The agency said that all 843 residents living on Ruang Island, where the volcano is located, had been moved to Manado, the provincial capital about 100km (62 miles) away. Some 12,000 people from the neighbouring Tagulandang Island are being evacuated to Siau Island further north with two ships deployed to help with the process.
Rosalin Salindeho, a 95-year-old Tagulandang resident, spoke of her fears when Ruang erupted after arriving in Siau.
“The mountain exploded. Wow, it was horrible. There were rains of rocks. Twice. The second one was really heavy, even the houses far away were also hit,” she said.

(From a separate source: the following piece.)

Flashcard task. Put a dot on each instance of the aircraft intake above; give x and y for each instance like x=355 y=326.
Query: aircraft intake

Indonesia’s meteorological agency (BMKG) shared a map on Wednesday morning that showed volcanic ash had reached as far as Borneo, the island Indonesia shares with Brunei and Malaysia.
Indonesian air traffic control agency AirNav Indonesia said seven airports had been forced to close including in Manado and the city of Gorontalo.

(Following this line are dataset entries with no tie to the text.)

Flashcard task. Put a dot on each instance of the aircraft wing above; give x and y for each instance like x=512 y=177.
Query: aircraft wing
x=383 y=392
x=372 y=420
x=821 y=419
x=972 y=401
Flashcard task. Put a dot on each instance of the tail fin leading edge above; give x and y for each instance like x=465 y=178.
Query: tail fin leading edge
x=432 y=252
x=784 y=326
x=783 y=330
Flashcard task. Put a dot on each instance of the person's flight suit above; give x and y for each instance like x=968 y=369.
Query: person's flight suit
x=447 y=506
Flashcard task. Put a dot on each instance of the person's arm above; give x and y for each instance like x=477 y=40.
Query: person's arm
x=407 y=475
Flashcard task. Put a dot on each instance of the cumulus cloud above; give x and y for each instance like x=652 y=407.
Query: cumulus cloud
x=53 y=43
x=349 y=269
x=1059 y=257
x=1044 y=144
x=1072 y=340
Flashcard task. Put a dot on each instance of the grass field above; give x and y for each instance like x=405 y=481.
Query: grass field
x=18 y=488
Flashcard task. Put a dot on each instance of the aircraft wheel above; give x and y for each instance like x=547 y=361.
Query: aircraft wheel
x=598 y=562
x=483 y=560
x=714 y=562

Malaysia Airlines said the ash led to the cancellation of some flights to and from airports in the Borneo states of Sabah and Sarawak, with travel dependent on the weather conditions. North Sulawesi is in the central part of the Indonesian archipelago.
Julius Ramopolii, the head of the Mount Ruang monitoring post, said the volcano was still billowing ash and smoke above the crater on Wednesday morning.
“The volcano is visibly seen, the plume of smoke is visible, grey and thick, and reached 500-700 metres (2,300 feet) above the crater,” he said in a statement.
He said the alert level remained at its highest of a four-tiered system and called on residents to remain outside a seven-kilometre exclusion zone declared by the authorities.
Indonesia sees regular earthquakes and volcanic eruptions as a result of its position on the Pacific “Ring of Fire” where multiple tectonic plates meet.
Mount Ruang recorded a series of eruptions earlier in April that also led to evacuations and disruption to aviation amid fears of a tsunami.
In 2018, the crater of Mount Anak Krakatoa, between Java and Sumatra islands, partly collapsed during a major eruption that sent huge chunks of the volcano sliding into the ocean, leading to a tsunami that killed more than 400 people and injured thousands more.